Jeffrey LewisThe Two Perrys

Former Secretary of Defense Bill Perry owns nuclear issues this week.

The Congressionally-empaneled Strategic Posture Commission, which he chaired, has released it’s final report as has the Council on Foreign Relations Task Force on U.S. Nuclear Weapons Policy, which Perry co-chaired with Brent Scowcroft.

We will, no doubt, scour both reports with glee for inconsistencies.

My initial response is that the CFR report is the significantly stronger document of the two — score one for Charles Ferguson, the CFR Task Force Director.

Comments

  1. anon

    Does anyone find any bold suggestions in either of these reports? (besides lukewarmingly considering some kind of treaty addressing weapons in space in the USIP-sponsored study?)

    Any new ideas or directions?

    A lot of blah pro-status-quo fence-sitting from what I can tell so far…but I may be wrong.

  2. Sean Meyer (History)

    And let’s not forget the International Commission on Nuclear Non-proliferation and Disarmament’s draft report which was released Tuesday. Perry serves on that commission as well.

  3. kgun (History)

    Perry is consistent with the CTBT, but the Commission is split on US ratification. According to Commission members, the nay-sayers in this group will populate the list of experts testifying before the Senate against the treaty come consideration time – Schlesinger, Foster, etc.

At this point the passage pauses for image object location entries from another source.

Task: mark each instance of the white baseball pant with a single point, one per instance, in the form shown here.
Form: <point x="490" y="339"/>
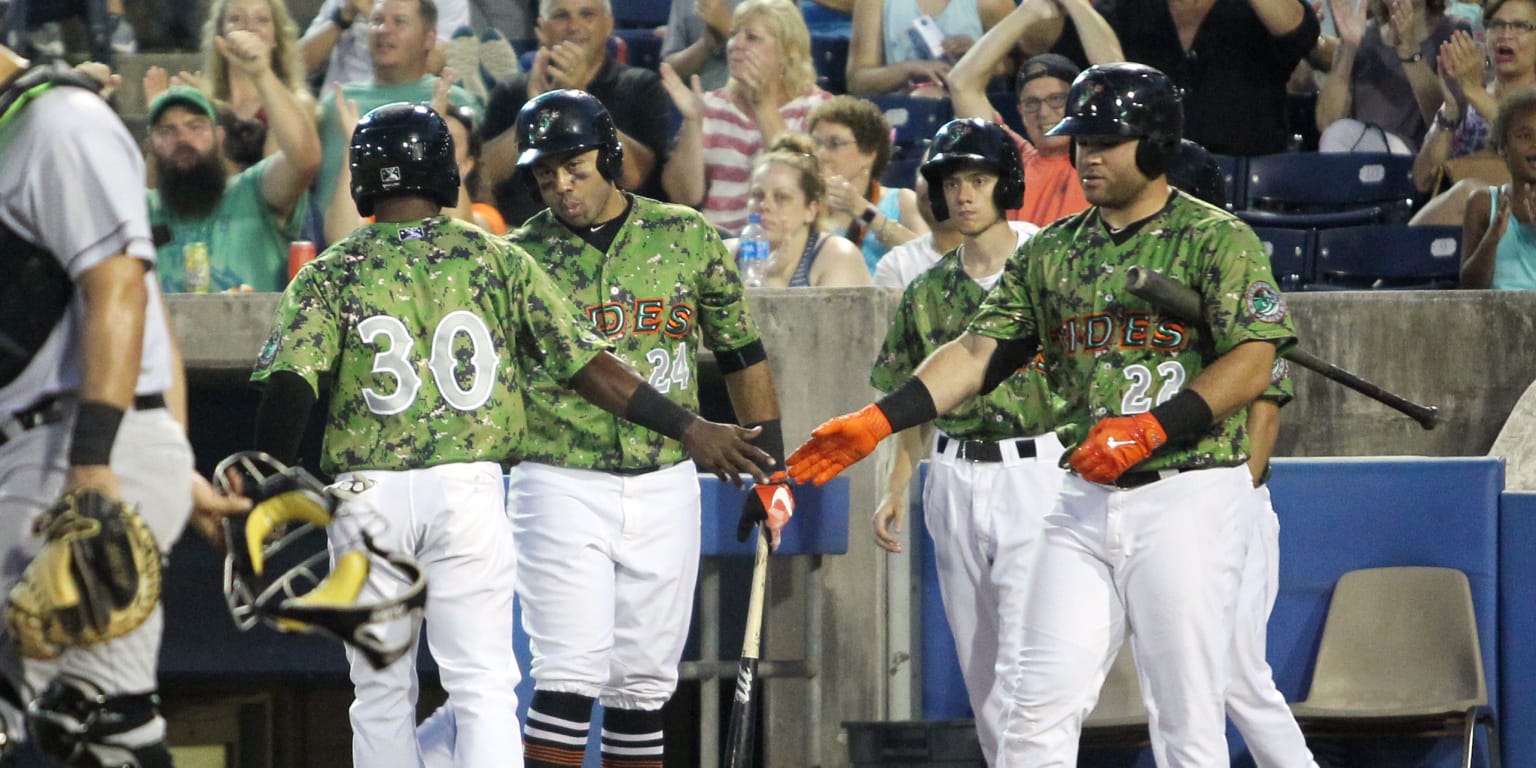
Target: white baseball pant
<point x="985" y="519"/>
<point x="452" y="518"/>
<point x="1160" y="559"/>
<point x="605" y="567"/>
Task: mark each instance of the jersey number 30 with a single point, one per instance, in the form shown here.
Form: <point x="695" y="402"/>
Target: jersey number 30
<point x="1142" y="378"/>
<point x="395" y="363"/>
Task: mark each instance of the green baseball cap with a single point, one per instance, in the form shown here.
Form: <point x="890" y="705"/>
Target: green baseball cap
<point x="182" y="96"/>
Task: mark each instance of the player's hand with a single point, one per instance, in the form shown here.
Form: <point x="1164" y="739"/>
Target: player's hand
<point x="888" y="519"/>
<point x="839" y="444"/>
<point x="688" y="99"/>
<point x="727" y="450"/>
<point x="1117" y="444"/>
<point x="209" y="507"/>
<point x="770" y="504"/>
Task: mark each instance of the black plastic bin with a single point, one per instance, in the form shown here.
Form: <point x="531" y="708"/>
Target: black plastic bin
<point x="931" y="744"/>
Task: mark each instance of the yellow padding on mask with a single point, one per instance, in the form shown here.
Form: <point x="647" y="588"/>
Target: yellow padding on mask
<point x="340" y="589"/>
<point x="294" y="506"/>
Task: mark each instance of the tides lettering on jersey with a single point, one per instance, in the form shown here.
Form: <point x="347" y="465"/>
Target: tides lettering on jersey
<point x="642" y="315"/>
<point x="1125" y="331"/>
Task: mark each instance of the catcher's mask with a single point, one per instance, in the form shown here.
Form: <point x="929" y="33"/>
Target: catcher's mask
<point x="288" y="503"/>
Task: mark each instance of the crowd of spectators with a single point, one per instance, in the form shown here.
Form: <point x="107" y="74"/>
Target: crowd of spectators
<point x="249" y="152"/>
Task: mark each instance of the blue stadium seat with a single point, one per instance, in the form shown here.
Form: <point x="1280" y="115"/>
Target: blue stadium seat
<point x="1327" y="189"/>
<point x="1387" y="257"/>
<point x="916" y="120"/>
<point x="644" y="49"/>
<point x="830" y="56"/>
<point x="641" y="13"/>
<point x="1291" y="254"/>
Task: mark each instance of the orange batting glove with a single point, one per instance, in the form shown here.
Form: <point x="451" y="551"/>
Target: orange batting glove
<point x="839" y="444"/>
<point x="1117" y="444"/>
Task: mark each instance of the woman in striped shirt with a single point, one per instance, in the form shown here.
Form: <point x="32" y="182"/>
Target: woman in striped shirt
<point x="771" y="91"/>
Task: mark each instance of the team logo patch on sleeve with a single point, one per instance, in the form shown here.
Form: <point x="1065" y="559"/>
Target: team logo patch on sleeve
<point x="1264" y="303"/>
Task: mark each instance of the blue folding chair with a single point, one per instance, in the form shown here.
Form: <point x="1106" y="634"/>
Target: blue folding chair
<point x="1291" y="254"/>
<point x="916" y="120"/>
<point x="1387" y="257"/>
<point x="641" y="13"/>
<point x="830" y="57"/>
<point x="1327" y="189"/>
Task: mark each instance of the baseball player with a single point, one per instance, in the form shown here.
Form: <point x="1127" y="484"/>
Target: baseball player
<point x="426" y="329"/>
<point x="86" y="370"/>
<point x="1146" y="532"/>
<point x="994" y="463"/>
<point x="607" y="515"/>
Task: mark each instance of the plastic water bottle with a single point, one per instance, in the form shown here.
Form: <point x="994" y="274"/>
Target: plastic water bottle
<point x="753" y="252"/>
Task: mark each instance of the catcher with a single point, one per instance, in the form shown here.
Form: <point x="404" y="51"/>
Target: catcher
<point x="88" y="369"/>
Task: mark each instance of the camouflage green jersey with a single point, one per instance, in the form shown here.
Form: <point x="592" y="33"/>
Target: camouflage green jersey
<point x="426" y="332"/>
<point x="1111" y="354"/>
<point x="934" y="311"/>
<point x="664" y="284"/>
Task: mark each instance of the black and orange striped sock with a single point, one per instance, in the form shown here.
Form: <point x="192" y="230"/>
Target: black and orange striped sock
<point x="555" y="734"/>
<point x="632" y="738"/>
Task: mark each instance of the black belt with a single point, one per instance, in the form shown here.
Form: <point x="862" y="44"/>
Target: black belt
<point x="1135" y="480"/>
<point x="54" y="407"/>
<point x="986" y="450"/>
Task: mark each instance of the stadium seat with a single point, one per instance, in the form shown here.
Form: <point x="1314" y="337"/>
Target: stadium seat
<point x="1327" y="189"/>
<point x="1291" y="254"/>
<point x="644" y="49"/>
<point x="830" y="56"/>
<point x="1387" y="257"/>
<point x="641" y="13"/>
<point x="1400" y="656"/>
<point x="916" y="120"/>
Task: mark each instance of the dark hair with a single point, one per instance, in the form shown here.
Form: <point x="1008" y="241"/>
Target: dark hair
<point x="796" y="152"/>
<point x="865" y="122"/>
<point x="1510" y="108"/>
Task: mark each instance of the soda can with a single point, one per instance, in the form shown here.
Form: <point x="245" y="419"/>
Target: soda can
<point x="300" y="252"/>
<point x="197" y="272"/>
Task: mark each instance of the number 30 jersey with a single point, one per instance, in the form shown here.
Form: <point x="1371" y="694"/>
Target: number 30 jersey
<point x="426" y="332"/>
<point x="665" y="284"/>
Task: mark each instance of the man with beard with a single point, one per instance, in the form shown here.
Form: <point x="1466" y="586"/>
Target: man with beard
<point x="994" y="472"/>
<point x="573" y="52"/>
<point x="605" y="513"/>
<point x="248" y="220"/>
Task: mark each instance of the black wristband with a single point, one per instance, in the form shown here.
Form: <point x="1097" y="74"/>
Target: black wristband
<point x="771" y="440"/>
<point x="96" y="430"/>
<point x="655" y="412"/>
<point x="908" y="406"/>
<point x="1185" y="415"/>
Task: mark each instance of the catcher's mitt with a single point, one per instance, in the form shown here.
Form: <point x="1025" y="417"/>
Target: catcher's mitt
<point x="96" y="578"/>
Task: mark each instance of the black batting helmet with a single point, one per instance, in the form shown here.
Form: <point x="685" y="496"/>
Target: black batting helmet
<point x="974" y="142"/>
<point x="403" y="149"/>
<point x="569" y="122"/>
<point x="1126" y="100"/>
<point x="1195" y="171"/>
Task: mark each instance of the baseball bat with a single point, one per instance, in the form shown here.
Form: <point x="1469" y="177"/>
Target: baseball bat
<point x="744" y="702"/>
<point x="1183" y="301"/>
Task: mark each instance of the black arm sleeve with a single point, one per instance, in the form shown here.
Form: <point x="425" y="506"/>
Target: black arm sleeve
<point x="283" y="415"/>
<point x="1006" y="358"/>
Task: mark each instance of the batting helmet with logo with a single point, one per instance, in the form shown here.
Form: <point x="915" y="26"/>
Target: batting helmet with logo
<point x="403" y="149"/>
<point x="974" y="142"/>
<point x="564" y="123"/>
<point x="1126" y="100"/>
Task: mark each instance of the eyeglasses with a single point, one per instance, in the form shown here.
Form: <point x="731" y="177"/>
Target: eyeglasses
<point x="1031" y="105"/>
<point x="833" y="145"/>
<point x="1521" y="28"/>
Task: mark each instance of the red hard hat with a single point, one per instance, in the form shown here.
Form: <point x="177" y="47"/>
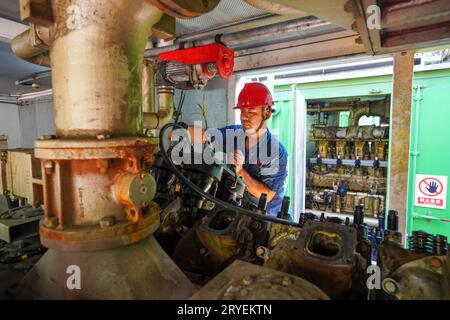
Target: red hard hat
<point x="254" y="95"/>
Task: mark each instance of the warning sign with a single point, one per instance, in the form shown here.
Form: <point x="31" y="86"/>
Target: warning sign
<point x="431" y="191"/>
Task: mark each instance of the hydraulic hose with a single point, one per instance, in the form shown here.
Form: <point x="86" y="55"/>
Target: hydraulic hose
<point x="219" y="202"/>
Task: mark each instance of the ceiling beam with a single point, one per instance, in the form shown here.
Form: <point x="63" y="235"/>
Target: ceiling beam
<point x="414" y="13"/>
<point x="314" y="48"/>
<point x="10" y="29"/>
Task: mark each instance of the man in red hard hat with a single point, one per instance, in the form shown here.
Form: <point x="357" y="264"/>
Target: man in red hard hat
<point x="261" y="160"/>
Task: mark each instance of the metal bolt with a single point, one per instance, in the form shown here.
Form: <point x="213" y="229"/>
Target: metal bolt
<point x="286" y="281"/>
<point x="107" y="222"/>
<point x="103" y="136"/>
<point x="247" y="280"/>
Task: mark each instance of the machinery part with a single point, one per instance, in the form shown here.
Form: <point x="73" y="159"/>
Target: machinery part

    There were a good deal of questions at the press conference about the lack of agreement on CTBT ratification. I liked a particular moment when D. Kimball pressed Schlesinger for documentary evidence that Russia held a different interpretation of the provisions of the treaty. Schlesinger replied that, “unfortunately, there is no extended exchange on that particular point.” He then moved on.

    Anyone have anything on intelligence indicating Russia and possibly China are “apparently” conducing low-yield testing?

  4. FSB

    The congressional report makes a big deal about ‘extended deterrence’ (nuclear umbrella) in protection of our allies as informing our strategic posture. But there is no reason that if Russia and US both went down to 30 nukes each that our allies would be afraid. Is there any documentary evidence that our allies want us to have a larger/“more reliable” stockpile than we would need for our own deterrence ends? Who has questioned the allies? What do they really think?

    The greybeards who worked on this (at least the hawks who held it hostage) are still locked in the Cold War mindset.

    Hello people, even Ronald Reagan was this close to abolishing nukes. I guess he was a peacenik.